A Fife sculptor, famed for his large scale artworks made almost entirely out of recycled materials, has used the coronavirus pandemic to influence his latest creation.
Denis Carbonaro, has turned the summer house in his back garden into a chapel dedicated to those across the world who have died because of Covid-19.
The newly finished creation at the sculptor’s home in Dalgety Bay is the latest addition the his expanding Bark Park attraction.
The chapel sits alongside other works including a huge galleon ship and tarantula made from materials collected from local woodlands, as well as an eight foot tall mammoth which greets visitors at the front door to his home.

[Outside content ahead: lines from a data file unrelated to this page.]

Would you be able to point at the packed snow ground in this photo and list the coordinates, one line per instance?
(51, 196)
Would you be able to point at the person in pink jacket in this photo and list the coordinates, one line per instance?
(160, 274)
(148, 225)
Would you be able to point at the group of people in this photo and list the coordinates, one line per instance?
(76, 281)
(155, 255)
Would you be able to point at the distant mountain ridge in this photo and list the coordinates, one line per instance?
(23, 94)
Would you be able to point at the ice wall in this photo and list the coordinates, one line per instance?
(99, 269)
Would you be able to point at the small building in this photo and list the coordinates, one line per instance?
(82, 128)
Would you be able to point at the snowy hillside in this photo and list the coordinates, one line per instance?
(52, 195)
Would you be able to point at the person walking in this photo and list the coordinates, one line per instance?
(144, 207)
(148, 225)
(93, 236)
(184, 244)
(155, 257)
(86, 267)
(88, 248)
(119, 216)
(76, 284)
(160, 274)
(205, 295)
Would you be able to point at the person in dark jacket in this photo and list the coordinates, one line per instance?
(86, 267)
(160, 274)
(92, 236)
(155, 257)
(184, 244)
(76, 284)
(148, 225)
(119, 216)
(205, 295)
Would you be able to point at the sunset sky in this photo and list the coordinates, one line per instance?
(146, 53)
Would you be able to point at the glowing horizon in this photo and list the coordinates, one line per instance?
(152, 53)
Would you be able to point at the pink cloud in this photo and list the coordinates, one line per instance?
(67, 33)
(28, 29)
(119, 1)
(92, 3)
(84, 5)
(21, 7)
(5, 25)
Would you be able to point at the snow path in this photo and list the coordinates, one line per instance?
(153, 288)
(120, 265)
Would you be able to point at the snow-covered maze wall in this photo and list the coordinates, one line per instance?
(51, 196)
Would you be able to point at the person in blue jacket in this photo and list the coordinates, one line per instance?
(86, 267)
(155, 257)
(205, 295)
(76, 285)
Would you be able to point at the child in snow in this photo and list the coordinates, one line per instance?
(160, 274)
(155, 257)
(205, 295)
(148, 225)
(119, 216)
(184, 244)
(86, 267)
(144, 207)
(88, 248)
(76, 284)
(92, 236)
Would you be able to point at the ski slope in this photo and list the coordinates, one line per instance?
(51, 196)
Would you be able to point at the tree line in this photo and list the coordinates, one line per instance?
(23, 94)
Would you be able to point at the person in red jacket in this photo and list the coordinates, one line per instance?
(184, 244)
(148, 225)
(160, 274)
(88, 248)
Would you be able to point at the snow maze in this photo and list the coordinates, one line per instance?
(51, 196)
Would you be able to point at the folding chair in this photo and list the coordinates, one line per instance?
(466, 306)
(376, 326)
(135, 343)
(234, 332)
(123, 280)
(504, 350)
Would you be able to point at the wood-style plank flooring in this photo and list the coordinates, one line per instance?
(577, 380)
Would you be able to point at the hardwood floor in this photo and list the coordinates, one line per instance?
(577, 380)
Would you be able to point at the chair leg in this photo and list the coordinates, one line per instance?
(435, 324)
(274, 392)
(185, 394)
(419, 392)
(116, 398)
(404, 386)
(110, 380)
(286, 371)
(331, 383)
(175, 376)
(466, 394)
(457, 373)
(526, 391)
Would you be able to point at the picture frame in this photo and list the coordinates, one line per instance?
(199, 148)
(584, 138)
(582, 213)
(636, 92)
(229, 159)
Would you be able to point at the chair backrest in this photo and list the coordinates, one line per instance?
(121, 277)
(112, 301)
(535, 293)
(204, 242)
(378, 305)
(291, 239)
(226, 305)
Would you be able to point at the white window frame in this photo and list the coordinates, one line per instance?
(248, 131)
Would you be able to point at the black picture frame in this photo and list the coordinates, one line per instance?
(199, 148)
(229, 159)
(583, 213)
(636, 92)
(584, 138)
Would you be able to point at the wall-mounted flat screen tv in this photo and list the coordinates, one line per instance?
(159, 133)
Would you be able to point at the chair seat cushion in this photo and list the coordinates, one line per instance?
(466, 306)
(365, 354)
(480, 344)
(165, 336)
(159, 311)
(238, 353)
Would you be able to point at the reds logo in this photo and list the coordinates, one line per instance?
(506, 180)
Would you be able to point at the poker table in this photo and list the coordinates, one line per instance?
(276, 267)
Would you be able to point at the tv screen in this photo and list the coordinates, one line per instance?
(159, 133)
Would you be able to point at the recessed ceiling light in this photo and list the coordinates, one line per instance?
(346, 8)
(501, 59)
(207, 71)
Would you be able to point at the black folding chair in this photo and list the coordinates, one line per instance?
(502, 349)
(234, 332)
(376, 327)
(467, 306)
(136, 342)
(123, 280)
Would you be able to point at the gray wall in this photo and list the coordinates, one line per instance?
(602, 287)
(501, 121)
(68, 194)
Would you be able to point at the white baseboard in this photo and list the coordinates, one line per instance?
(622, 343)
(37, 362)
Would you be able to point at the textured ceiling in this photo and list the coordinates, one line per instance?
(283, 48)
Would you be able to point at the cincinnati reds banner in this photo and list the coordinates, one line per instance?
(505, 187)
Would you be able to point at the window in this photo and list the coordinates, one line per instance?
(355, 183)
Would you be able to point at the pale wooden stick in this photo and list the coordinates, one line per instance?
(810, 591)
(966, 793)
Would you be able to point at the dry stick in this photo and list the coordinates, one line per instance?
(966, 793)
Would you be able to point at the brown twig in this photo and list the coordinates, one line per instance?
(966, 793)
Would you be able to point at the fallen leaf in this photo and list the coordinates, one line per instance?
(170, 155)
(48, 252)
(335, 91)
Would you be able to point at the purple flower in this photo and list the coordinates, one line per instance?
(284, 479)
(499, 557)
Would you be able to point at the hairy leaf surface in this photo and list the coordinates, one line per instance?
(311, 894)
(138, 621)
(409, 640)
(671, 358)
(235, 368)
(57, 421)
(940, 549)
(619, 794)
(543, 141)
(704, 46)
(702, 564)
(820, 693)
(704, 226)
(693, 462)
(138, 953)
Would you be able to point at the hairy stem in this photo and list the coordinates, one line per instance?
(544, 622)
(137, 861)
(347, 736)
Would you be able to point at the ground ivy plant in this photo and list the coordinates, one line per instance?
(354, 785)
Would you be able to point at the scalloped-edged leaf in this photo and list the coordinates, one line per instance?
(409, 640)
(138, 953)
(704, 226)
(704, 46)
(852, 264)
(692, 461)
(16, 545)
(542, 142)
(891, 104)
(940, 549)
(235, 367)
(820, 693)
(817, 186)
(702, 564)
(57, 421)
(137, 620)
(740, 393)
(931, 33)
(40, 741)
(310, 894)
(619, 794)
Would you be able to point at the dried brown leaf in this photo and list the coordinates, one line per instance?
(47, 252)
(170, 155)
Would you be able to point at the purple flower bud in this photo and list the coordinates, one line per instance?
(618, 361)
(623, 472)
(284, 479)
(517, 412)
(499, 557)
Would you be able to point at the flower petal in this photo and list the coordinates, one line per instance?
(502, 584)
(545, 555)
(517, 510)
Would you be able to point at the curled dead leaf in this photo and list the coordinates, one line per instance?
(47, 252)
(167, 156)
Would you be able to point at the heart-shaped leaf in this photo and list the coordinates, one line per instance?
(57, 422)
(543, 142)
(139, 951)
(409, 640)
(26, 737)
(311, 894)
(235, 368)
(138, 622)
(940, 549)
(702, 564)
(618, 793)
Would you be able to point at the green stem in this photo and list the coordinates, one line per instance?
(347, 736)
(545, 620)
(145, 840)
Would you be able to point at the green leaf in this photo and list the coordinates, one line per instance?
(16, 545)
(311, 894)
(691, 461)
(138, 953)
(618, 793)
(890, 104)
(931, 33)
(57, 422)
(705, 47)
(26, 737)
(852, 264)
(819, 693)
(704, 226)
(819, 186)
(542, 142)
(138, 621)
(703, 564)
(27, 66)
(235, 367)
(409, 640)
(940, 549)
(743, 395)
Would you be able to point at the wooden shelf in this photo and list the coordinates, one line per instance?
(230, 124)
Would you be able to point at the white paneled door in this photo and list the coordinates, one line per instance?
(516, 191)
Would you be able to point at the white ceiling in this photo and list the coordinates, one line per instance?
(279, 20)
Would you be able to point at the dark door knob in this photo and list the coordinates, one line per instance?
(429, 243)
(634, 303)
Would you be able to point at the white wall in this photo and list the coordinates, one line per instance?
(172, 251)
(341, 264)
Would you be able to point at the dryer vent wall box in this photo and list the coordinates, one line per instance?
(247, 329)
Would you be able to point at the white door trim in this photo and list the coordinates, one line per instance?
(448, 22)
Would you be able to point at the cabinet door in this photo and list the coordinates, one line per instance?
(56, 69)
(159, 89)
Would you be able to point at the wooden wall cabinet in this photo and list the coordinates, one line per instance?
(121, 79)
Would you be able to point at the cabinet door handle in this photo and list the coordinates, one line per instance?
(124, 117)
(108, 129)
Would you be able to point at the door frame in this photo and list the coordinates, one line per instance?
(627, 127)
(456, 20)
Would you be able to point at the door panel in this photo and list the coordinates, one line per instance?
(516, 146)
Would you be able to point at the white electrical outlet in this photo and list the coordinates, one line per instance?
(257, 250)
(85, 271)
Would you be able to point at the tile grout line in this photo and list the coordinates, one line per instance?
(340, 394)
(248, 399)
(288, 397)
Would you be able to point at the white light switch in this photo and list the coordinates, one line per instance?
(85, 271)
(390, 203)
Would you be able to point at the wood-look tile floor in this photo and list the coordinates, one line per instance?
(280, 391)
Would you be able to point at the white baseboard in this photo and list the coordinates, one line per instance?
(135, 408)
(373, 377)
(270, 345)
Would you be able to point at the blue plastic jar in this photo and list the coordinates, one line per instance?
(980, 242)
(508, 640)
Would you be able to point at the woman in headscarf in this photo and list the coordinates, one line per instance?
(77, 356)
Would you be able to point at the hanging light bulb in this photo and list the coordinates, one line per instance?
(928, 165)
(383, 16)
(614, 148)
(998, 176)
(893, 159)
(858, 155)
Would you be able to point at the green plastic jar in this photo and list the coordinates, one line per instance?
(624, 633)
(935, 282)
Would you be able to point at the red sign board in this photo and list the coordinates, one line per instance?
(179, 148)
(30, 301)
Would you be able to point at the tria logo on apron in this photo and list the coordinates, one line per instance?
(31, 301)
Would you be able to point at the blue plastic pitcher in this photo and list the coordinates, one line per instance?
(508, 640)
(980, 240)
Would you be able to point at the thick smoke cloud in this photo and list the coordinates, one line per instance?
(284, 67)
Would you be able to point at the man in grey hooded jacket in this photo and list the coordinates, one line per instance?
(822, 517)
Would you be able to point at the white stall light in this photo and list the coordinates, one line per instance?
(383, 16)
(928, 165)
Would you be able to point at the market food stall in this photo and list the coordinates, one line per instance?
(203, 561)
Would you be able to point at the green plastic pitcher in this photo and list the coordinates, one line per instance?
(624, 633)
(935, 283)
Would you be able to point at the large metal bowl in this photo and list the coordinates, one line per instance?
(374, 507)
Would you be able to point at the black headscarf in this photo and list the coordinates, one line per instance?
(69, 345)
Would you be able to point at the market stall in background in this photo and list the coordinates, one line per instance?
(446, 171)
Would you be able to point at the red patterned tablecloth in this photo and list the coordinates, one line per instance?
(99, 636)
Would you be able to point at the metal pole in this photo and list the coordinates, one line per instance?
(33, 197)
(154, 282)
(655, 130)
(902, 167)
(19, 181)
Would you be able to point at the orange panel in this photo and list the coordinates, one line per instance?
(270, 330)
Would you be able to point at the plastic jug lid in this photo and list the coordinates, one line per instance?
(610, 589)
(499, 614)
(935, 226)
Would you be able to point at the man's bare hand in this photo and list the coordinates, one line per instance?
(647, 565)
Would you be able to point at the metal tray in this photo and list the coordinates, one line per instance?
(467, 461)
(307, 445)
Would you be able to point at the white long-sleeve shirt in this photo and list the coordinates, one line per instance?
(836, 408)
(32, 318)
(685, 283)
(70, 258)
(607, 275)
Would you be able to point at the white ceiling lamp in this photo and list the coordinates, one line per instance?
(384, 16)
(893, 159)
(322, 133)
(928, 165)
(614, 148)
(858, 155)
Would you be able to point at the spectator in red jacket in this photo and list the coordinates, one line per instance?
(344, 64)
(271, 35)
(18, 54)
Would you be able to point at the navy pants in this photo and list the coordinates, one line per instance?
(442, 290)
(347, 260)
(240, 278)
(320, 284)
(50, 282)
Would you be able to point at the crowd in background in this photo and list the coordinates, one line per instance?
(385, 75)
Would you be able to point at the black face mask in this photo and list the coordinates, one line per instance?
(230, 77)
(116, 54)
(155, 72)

The 51-year-old, who has also wowed the public at Edinburgh Fringe with his Haggis The Yeti character said the cancellation of this year’s festival was the trigger for his latest addition.
“I started building the chapel on the day the lockdown was announced, when I was fixing the roof to my summer house,” he said.
“It’s not a church dedicated to any particular religion, instead it’s dedicated to science, progress and ultimately to finding a cure for the virus. People can make their own interpretation of it.”
Ornate carvings and embellishments include a clock face replaced by a full moon that lights up at night, a bell tower with a wooden heart, a rocket and a metal crown.
Denis added: “The heart in the tower represents life while the rocket is about the exploration of space.
“In French, Spanish and Italian ‘corona’ means ‘crown’, so I included a crown with special metal leaves representing the Scottish thistle. It took 64 days to complete.”
Denis’ home regularly attracts car loads of people eager to catch a glimpse of his work, started just over five years ago.
From his garage Denis is now working on his next batch of sculptures, one of which is still a closely guarded secret that he plans to unveil to the world next month.